Percent Error vs Accuracy vs Precision

Three words that get used interchangeably in casual speech but have strict meanings in measurement:

TermWhat It MeasuresHow It Is Quantified
AccuracyCloseness of a measurement to the true valuePercent error, bias
PrecisionCloseness of repeated measurements to each otherStandard deviation, coefficient of variation
UncertaintyEstimated range the true value likely falls withinPlus/minus figure with confidence level

A rifle that groups five shots into a tight cluster three inches off the bullseye is precise but not accurate. A rifle that scatters five shots around the bullseye is accurate on average but not precise. Percent error answers the accuracy question only. Precision needs standard deviation of repeated trials. A rigorous lab result reports both, plus the uncertainty from instrument specs.

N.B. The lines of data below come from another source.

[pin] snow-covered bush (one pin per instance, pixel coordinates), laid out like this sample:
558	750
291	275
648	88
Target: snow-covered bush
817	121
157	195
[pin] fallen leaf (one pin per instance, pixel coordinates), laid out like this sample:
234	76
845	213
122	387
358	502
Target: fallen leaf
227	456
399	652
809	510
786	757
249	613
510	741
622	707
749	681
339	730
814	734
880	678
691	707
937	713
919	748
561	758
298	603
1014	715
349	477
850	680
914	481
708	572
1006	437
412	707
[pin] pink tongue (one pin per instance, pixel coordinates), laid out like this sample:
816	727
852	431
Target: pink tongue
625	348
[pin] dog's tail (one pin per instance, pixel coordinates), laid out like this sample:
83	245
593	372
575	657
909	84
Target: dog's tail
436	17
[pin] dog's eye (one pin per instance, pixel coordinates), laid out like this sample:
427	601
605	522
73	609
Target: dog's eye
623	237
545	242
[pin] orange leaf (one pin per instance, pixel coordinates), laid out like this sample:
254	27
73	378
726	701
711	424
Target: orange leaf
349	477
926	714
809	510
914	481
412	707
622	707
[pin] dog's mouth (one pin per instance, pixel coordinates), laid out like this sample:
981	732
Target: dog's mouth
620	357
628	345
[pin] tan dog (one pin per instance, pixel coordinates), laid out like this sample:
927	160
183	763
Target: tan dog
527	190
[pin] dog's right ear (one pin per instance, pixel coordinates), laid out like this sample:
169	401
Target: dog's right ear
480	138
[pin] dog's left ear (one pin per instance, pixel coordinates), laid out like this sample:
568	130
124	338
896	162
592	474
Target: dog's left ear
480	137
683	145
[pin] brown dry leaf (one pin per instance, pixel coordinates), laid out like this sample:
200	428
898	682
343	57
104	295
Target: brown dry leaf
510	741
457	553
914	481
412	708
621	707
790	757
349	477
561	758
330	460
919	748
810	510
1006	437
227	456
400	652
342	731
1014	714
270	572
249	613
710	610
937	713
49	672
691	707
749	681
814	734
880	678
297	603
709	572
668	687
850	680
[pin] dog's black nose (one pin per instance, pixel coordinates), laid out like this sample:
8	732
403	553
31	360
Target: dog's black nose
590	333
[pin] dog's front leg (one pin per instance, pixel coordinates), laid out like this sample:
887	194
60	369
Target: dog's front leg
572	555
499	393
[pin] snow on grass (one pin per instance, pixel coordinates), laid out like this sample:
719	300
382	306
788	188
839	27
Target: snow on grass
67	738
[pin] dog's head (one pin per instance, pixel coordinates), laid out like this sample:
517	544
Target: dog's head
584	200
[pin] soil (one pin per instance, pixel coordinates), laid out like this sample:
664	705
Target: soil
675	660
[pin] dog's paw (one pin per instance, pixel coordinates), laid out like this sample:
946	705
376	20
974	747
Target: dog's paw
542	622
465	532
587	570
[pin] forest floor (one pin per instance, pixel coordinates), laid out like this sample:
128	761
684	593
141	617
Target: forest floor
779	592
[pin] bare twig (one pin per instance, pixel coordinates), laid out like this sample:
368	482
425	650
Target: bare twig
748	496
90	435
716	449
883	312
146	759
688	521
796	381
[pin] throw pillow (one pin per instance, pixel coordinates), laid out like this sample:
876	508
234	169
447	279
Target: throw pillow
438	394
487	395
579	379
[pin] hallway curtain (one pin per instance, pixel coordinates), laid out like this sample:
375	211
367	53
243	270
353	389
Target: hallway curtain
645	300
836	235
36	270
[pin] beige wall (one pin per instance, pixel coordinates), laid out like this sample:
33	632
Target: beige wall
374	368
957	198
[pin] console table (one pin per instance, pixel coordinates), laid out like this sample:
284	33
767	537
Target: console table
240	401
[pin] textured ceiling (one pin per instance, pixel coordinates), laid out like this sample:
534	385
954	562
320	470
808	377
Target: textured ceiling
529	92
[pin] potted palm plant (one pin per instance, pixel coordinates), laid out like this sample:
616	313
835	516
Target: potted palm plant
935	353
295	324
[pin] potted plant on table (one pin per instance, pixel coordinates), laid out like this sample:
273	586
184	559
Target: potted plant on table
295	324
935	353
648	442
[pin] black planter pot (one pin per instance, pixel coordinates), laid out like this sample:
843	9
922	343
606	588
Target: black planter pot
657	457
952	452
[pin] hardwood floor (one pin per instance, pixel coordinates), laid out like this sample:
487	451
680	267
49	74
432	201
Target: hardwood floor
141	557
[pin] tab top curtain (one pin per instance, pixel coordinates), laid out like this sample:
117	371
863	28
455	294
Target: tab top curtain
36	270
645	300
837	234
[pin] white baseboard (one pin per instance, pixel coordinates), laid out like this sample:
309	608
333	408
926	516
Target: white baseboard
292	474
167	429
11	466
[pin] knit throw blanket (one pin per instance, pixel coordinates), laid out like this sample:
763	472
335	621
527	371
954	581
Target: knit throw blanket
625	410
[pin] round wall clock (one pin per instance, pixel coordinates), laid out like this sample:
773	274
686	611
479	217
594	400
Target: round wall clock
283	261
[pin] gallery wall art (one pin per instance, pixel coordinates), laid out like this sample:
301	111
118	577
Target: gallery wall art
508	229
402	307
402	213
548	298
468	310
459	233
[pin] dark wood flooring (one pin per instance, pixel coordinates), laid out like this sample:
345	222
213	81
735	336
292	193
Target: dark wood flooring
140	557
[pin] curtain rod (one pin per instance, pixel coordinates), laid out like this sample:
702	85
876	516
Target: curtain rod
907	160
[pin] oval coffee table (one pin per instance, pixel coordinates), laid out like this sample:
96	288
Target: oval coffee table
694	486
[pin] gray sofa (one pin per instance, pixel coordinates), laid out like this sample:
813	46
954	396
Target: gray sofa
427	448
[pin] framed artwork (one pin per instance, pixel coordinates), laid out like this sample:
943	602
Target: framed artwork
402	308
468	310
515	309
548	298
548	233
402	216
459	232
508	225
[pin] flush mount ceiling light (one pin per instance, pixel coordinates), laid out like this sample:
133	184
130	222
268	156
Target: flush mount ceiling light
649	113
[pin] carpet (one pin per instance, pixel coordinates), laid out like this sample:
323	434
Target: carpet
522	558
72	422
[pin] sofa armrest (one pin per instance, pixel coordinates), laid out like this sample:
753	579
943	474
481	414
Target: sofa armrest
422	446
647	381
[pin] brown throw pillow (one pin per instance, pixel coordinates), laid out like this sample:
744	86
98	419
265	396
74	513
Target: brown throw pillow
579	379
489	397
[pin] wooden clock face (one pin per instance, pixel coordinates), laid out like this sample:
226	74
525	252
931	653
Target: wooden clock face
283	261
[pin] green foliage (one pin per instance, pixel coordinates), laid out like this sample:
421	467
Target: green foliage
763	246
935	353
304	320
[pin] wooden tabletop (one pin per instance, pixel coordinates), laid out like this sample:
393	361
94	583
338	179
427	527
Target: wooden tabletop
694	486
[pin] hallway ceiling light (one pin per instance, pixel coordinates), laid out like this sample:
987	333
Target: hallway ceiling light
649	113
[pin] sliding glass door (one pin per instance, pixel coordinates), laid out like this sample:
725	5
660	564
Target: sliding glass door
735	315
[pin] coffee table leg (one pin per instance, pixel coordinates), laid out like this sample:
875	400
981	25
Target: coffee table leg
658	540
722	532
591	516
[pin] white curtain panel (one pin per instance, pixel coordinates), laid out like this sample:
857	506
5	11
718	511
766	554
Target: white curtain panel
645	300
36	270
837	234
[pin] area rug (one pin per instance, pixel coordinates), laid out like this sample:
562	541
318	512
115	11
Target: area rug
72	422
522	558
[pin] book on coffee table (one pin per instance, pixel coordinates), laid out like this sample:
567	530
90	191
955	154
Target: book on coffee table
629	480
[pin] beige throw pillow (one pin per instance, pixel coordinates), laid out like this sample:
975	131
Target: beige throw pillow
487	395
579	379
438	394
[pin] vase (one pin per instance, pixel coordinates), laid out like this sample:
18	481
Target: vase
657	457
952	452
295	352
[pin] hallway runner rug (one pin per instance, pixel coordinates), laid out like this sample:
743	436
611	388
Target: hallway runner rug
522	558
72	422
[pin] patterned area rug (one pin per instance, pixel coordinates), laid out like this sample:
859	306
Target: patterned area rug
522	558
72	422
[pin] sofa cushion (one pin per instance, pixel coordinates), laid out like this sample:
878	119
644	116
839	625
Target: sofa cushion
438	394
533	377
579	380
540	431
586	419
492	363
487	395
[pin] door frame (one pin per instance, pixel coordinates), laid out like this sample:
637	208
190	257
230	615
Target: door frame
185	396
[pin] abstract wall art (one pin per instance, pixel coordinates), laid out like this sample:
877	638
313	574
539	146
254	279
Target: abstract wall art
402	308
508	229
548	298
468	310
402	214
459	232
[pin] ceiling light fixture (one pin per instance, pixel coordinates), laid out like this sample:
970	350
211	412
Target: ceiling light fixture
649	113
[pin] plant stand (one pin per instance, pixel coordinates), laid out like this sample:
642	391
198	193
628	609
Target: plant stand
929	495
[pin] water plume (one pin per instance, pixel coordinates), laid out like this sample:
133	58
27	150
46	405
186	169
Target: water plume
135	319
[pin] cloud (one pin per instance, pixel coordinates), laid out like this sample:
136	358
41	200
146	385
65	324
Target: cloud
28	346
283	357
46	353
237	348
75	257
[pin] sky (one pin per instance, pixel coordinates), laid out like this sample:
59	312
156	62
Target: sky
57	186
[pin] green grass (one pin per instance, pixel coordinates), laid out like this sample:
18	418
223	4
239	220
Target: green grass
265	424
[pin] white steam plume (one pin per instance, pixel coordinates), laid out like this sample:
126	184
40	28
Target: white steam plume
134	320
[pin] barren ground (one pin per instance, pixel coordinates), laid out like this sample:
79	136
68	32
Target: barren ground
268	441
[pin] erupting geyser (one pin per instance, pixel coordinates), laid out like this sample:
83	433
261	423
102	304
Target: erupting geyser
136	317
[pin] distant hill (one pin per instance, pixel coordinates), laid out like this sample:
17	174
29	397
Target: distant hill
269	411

Frequently Asked Questions

Percent error measures how close an experimental measurement is to the accepted (theoretical) value, expressed as a percentage of that accepted value. A 2% percent error means your measurement landed 2% away from the truth. The lower the percentage, the more accurate the result. In most introductory labs, a percent error under 5% is considered acceptable, and under 1% is excellent.